Вот сейчас выйдет к нему из тумана обещанный Алексием святой, весь светлый, в сияющей седине, окружённой сиянием, поглядит на него и скажет… Что скажет? Что-нибудь такое: «Тёмный ты! Проснись! Вкуси света горнего!» И что ответит он, Калита, святому из Радонежа? Упадёт ли на колена, заплачет ли, каяти начнёт – о чём? Или просто попросит благодати? Благословения ему, грешному князю русской земли? Туман тихо плыл, и казалось впрямь, что где-то тут, невесомо, реет сияющая тень того, кто должен прийти, дабы спасти и осенить светом землю языка своего.
Но не вышел святой, вышел мальчик в липовых лаптишках, в белой, подпоясанной кручёным ремешком рубахе, высокий и ясный зраком, с расчёсанными льняными кудрями, с удою в одной руке и связкою мелкой речной рыбы на самодельном кукане – в другой. Он сперва испуганно, потом с любопытством воззрился на князя, постоял, сказал: «Здравствуй!», верно и не признав в нём владыку Москвы. И когда Иван ответил, мальчик светло улыбнулся ему, покивав льняною головой. И так же тихо исчез, растворился в тумане, словно и не был, словно привиделся князю перед зарей.
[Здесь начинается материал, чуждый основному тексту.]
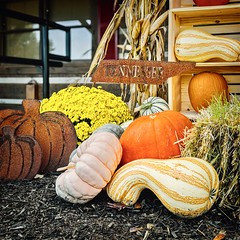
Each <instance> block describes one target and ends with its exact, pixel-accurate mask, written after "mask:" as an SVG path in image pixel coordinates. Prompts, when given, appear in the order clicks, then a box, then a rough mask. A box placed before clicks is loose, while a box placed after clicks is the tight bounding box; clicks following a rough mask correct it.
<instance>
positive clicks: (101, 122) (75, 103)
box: [40, 86, 133, 144]
mask: <svg viewBox="0 0 240 240" xmlns="http://www.w3.org/2000/svg"><path fill="white" fill-rule="evenodd" d="M46 111H60V112H62V113H64V114H65V115H67V116H68V118H69V119H70V120H71V122H72V123H73V124H74V127H75V130H76V134H77V137H78V144H80V143H81V142H83V141H84V140H86V139H87V138H88V137H89V136H90V135H91V134H92V133H93V132H94V131H95V130H96V129H97V128H98V127H100V126H102V125H104V124H107V123H115V124H121V123H123V122H125V121H127V120H130V119H132V118H133V117H132V115H131V114H130V111H129V109H128V107H127V104H126V103H125V102H124V101H122V99H121V97H117V96H115V95H114V94H113V93H110V92H107V91H105V90H103V89H102V88H101V87H97V88H95V87H91V88H90V87H87V86H80V87H75V86H69V87H67V88H64V89H61V90H60V91H59V92H55V93H53V94H52V96H51V97H50V98H49V99H48V98H45V99H43V100H42V102H41V107H40V112H46Z"/></svg>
Уже когда золотой краешек дневного светила пробрызнул сквозь дальние вершины дерев, Иван воротил в избу, стал на молитву перед походным налоем…
Глава 30
В Переяславле ждали дела многие. Следовало урядить старые порубежные споры с ростовским и юрьевским князьями, досмотреть, как чинят городскую стену. В Клещине-городке побывать удалось только через несколько дней. Обветшали стены, покривились терема. Гуще разрослись деревья. Иван взял с собою Мишука Фёдорова. И по тому, как тот притих, озирая всё кругом, понял, что у ратника какие-то свои, дорогие воспоминания. Ему, Ивану, здесь уже было чуждо. Место, любимое отцом, почти ничего не говорило сердцу, и только из уважения к памяти родителя Иван подозвал ражего переяславца, спросил, здесь ли был дом Мишукова отца, Фёдора.
– Не здеся! – сглотнув слюну, супясь, отмолвил ратник. – Подале ищо, Княжево село слывёт. Я уж был тамо, и на погосте был… – сказал он и умолк, отворотив лицо. – Извиняй, князь-батюшка! Я ведь рождён тута, – примолвил он погодя. – Дак узрел хоромы родителя, и таково стало… Ну, словом, пожалилсе непутём! Родина!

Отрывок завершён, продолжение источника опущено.